AUGUSTA — A legislative committee will hold a public hearing early next month on a bill to address ethics violations among state employees in the wake of document destruction at the Maine Center for Disease Control.
The Government Oversight Committee voted in November to submit the legislation. That came nearly a year after a state investigation found CDC supervisors ordered or ignored the destruction of public documents.
The bill affects executive branch officers and employees, including those who run the biggest departments in state government. The bill calls for the development of, among other things, a consolidated code of ethics and conduct for state workers, ways for state workers to seek guidance on ethical issues and to report ethics violations, and ways to increase awareness of and accountability for ethics and conduct among employees.
The public hearing before the State and Local Government Committee will be held at 1 p.m. Wednesday, Feb. 4, in Augusta.
Government Oversight Committee Co-chairman Roger Katz, R-Augusta, said during Friday’s meeting that he and fellow Co-chairman Chuck Kruger, D-Thomaston, plan to attend the public hearing to support the bill. Other committee members also might attend.
“Obviously, the more support the better,” Katz said.

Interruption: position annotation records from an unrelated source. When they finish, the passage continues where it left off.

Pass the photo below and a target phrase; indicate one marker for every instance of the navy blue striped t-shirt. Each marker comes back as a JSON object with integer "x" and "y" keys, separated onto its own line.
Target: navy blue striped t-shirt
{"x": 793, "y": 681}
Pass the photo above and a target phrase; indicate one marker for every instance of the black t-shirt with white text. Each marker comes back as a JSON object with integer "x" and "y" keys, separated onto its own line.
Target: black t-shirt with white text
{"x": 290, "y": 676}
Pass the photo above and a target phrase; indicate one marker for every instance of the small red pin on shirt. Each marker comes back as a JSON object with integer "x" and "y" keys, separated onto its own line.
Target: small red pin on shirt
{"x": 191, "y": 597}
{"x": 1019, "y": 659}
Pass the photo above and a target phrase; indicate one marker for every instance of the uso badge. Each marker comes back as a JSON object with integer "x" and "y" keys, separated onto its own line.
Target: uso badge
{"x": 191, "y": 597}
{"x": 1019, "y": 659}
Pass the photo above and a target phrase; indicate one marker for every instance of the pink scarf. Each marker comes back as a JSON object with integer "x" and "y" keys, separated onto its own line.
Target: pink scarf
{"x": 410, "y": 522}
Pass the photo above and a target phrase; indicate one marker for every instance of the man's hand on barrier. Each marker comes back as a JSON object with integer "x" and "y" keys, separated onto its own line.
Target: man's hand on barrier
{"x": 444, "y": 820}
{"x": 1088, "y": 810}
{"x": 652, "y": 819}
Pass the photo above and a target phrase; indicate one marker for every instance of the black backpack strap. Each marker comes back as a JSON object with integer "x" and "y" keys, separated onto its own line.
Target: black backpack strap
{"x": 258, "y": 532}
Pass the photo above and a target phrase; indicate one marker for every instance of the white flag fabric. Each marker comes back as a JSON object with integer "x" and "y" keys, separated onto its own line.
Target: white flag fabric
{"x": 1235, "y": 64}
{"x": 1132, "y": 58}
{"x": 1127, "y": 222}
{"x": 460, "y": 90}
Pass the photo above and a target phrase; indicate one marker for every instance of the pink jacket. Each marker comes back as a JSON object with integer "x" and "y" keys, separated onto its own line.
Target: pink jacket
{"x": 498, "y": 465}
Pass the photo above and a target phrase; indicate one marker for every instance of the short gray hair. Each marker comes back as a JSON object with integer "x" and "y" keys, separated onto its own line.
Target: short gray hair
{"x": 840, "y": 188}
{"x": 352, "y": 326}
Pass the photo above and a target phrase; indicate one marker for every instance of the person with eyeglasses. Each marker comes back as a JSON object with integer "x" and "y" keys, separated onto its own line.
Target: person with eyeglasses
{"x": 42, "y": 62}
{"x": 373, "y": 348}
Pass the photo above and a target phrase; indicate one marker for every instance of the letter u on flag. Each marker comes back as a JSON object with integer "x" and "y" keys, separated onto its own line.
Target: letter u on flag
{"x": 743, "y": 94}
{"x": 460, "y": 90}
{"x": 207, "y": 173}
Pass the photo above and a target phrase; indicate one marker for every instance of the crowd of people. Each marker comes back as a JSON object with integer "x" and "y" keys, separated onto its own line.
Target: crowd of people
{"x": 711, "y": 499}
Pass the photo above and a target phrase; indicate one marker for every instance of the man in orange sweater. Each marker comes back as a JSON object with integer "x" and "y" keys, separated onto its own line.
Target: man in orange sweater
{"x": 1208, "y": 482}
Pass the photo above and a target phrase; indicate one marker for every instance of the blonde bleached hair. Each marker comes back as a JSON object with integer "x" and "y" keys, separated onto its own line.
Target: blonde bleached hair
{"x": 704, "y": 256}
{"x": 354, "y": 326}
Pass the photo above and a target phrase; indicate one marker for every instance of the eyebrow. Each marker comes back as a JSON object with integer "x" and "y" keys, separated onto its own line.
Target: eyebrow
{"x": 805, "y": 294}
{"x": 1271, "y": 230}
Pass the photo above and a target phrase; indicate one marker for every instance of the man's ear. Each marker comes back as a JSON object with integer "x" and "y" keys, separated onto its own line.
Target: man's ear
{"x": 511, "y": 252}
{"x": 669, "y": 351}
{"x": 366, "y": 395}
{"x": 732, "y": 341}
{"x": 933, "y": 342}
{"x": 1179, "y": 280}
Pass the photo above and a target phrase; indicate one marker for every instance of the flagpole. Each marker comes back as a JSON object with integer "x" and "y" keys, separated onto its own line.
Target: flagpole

The bill is one of a number of responses to the document-shredding probe of the Maine Center for Disease Control. In March, the Government Oversight Committee is expected to hear from a working group established by the Maine Attorney General’s Office and the Maine State Archives to look at ways to strengthen the state’s records retention policies.
The committee also might submit a bill to ensure grant distribution rules are clear. That’s because the CDC documents in question were part of a public health grant-funding program that went wrong. One document, which is still missing, proved that final scores for Healthy Maine Partnerships organizations were changed, resulting in taxpayer money being sent to an organization that had come in second place originally but was favored by CDC officials.
Such funding went against the formal grant process normally used by state departments. CDC leaders said they went with their atypical grant process because they were short of time.
Last year, Attorney General Janet Mills asked Kennebec County Deputy District Attorney Fernand LaRochelle to look into whether civil or criminal charges should be filed against people involved in the case. In a letter to Mills last month, LaRochelle said he could not prove that the official who “directed” the destruction knew she was doing something wrong.
And since the competitive grant process set up by CDC officials was atypical, he said, it was unclear whether the normal rules applied. There was not enough state or department guidance to clarify that such documents should have been kept, he said.